Department of Fire and Emergency Services lower South West superintendent John Tillman told the Times many locals hadn’t made any effort to fire proof their properties for this year’s fire season.
“Although many people have done the right thing and initiated preparations on their homes such as firebreaks, clearing, pruning and general maintenance, unfortunately there are some in the community who have not yet prepared, ” Mr Tillman said.
“Volunteer brigades and DFES personnel in the Capes region are concerned that there are still many areas where people have not taken any action to improve property preparedness since the Margaret River fires.”
“In fact there are some properties that will not be safe for fire fighters to even enter or attempt to defend, ” the veteran fire controller said.
Shire community development and safety manager Paul Gravett said although the majority of residents had complied with fire risk reduction specifications as set out in the 2012-13 Fuel Hazard Reduction and Firebreak Notice, 341 properties were in breach of the requirements.
Property owners who made efforts to comply with the regulations once notified by their breach were issued with a warning while those who made no attempt were issued with infringements.

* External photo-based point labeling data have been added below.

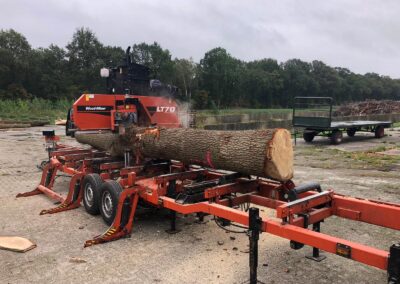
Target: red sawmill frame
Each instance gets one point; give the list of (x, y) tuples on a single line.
[(220, 194)]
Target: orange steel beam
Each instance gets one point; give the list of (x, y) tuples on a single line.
[(368, 211), (361, 253)]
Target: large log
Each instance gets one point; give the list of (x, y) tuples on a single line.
[(263, 153)]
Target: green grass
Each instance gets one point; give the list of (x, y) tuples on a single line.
[(35, 109)]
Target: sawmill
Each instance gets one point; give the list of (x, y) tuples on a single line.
[(136, 153)]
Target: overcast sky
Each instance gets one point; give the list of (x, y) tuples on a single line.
[(363, 36)]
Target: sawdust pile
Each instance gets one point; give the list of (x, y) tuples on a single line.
[(368, 107)]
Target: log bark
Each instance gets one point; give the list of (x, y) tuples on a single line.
[(263, 153)]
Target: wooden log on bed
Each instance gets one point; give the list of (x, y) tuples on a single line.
[(263, 153)]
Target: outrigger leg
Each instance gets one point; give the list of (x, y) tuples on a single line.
[(46, 184), (73, 199)]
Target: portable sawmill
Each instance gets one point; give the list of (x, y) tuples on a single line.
[(115, 186)]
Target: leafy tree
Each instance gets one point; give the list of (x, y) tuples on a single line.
[(157, 59), (185, 76), (220, 75), (14, 66), (85, 54)]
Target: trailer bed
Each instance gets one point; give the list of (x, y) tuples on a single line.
[(314, 114)]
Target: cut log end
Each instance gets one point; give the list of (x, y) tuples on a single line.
[(279, 158)]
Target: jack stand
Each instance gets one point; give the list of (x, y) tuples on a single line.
[(171, 192), (173, 229), (315, 255), (254, 235), (127, 158)]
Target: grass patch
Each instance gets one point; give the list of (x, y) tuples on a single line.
[(244, 111), (318, 157), (35, 109)]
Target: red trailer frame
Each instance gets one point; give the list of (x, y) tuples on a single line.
[(177, 187)]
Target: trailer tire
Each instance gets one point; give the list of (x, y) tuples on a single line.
[(379, 131), (91, 193), (351, 132), (308, 136), (110, 192), (336, 137)]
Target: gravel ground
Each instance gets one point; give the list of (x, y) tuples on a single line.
[(193, 255)]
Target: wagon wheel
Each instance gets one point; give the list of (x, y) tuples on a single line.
[(91, 193), (308, 136), (336, 137), (379, 131), (110, 192), (351, 132)]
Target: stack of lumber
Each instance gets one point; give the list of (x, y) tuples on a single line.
[(263, 153), (4, 124)]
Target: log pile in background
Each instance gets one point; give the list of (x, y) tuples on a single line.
[(368, 107), (263, 153)]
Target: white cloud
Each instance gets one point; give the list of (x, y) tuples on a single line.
[(359, 35)]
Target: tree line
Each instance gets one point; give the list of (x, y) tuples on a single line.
[(219, 80)]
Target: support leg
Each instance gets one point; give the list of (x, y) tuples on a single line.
[(171, 192), (254, 234), (172, 229), (315, 255)]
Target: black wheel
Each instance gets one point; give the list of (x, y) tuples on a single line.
[(91, 193), (351, 132), (308, 136), (336, 137), (379, 131), (110, 192)]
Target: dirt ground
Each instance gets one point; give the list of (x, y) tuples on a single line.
[(193, 255)]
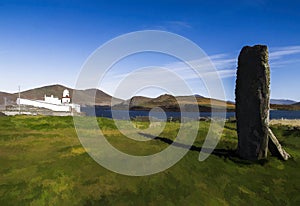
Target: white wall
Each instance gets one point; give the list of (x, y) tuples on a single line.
[(37, 103), (52, 100)]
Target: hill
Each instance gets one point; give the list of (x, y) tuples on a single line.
[(85, 97), (297, 104), (171, 103), (282, 101)]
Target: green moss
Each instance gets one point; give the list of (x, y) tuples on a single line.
[(43, 163)]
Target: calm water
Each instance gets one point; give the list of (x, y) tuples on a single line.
[(120, 114)]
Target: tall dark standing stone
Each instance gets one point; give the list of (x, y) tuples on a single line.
[(252, 102), (252, 105)]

“To date 82 infringements have been issued along with a …notice requiring landowners make their property compliant within 21 days, ” Mr Gravett said.
“If the landowner fails to comply with this work order within the timeframe allotted, an external contractor will be engaged to undertake the works at the landowner’s expense.”
Wallcliffe Volunteer Bushfire Brigade captain Brett Trunfull said although the majority of residents had taken steps to improve their fire preparedness, some homeowners simply didn’t care about the state of their property or weren’t aware of the dangers presented by lax maintenance.
“There’s no doubt there are still people who haven’t taken heed from the fire of 2011, but the majority of people have made marked improvements, ” Mr Trunfull said.
Absentee landowners and rental residents were generally the most ill-prepared, Mr Trunfull said.
Mr Gravett said the Shire was working with key stakeholders to educate property owners about fire hazards and was striving for 100 per cent fire compliance.
Mr Trunfull said district brigades were making a concerted effort to encourage neighbours of hazardous properties to confront their owners and ask them to improve conditions.He said it would take a collective effort by the Shire, community and volunteer brigades to ensure the region was suitably prepared to tackle another major bushfire.